Free Your Body – Part I

Free your mind and the rest will follow. -En Vogue

 

These days I am thinking about freeing the pelvis. I keep coming at the topic from different perspectives. While swimming laps today, I was stimulated to think about it in yet another way.

To have an efficient swim stroke, it needs to be relaxed. In the crawl or free style, you let the body roll when you turn the neck and face to get air. You let the spine move side to side, like a fish, when you are stroking and kicking. For a swimming novice, this may seem counter-intuitive. You might think that if you hold the body in a straight line, and just turn the head and neck, it would be a more efficient way to swim. If you say “rigid” to your body, you will tend to move that way. And, if you swim that way, what you really might get is a stiff and sore neck.

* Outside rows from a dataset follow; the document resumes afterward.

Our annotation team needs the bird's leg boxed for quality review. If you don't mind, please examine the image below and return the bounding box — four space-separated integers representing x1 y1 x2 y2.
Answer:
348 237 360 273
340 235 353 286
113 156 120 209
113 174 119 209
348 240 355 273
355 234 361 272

When I let the body roll from the pelvis, I decrease the cranking on my neck. Today I discovered that if I pushed my face down — again very counter-intuitive — in the roll, it further integrated my ability to roll in a unit. First, I initiated the roll from my pelvis, which I cued silently to myself as “move the pubic bone.” Then, as I began the turn of my head, I pushed my head into the water. The buoyancy of the water itself facilitated the head turn rather than using my neck muscle to lift and turn the head. It felt great.

I was able to relax into the water, to let my weight drop further into it to allow the water’s buoyancy to, well, buoy me.

We can do the same thing in gravity. By pushing down into gravity through our feet, we can engage more directly with the ground reaction force, which travels in an equal and opposite direction from gravity. By pushing down through the feet and releasing the weight into gravity, we can more effortlessly stand taller. We discover buoyancy and ease in our everyday movements, like walking, standing and sitting. I will elaborate more on this topic in days to come.